Elle a formé plus d’étudiants que jamais mais n’a pas toujours pas le tissu industriel pour les retenir, reconnaît-il. La région compte un million d’habitants et 700.000 autres à l’extérieur.

– Terre d’émigration –

L’Estrémadure a toujours été terre d’émigration. De là sont partis Hernan Cortes et Francisco Pizarro pour conquérir le Mexique et le Pérou. 37 natifs de Villafranca ont participé aux conquêtes du Nouveau Monde.

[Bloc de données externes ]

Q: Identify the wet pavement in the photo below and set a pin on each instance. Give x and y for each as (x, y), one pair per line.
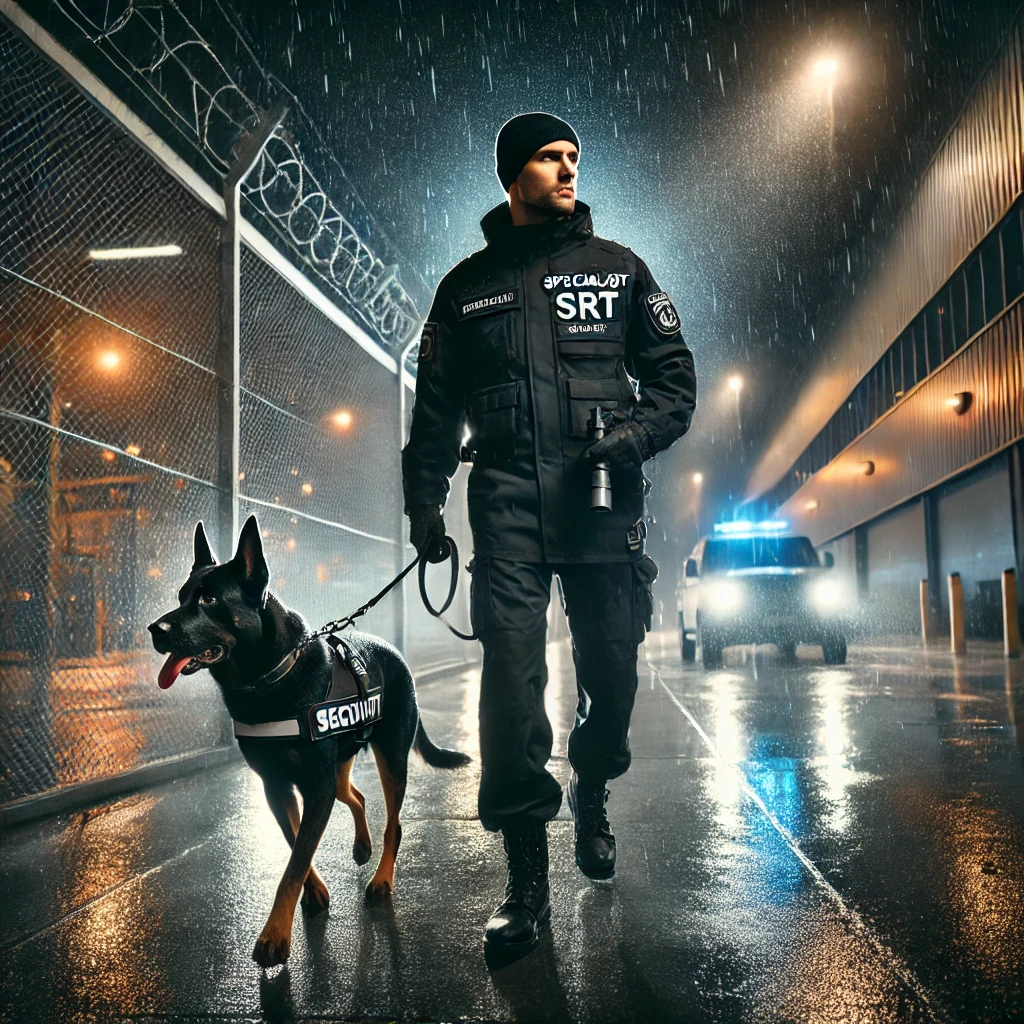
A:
(797, 843)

Et pendant longtemps, le terme d’émigrants en Espagne désignait notamment les Estrémègnes partant vers les régions riches du Pays basque et de la Catalogne.

« Tu peux étudier ce que tu veux, c’est très difficile de trouver un emploi ». Diplômé en électromécanique, Alvaro Crisolino, 34 ans, a vécu d’emplois précaires pendant cinq ans avant de quitter sa ville de Coria, à 60 km au nord de Caceres, pour aller travailler en usine à Madrid.

« Nous étions 26 à l’école. Cinq seulement d’entre nous sont restés en Estrémadure », dit-il. « Les autres sont partis pour l’Allemagne, le Pays Basque, Madrid ou Barcelone ».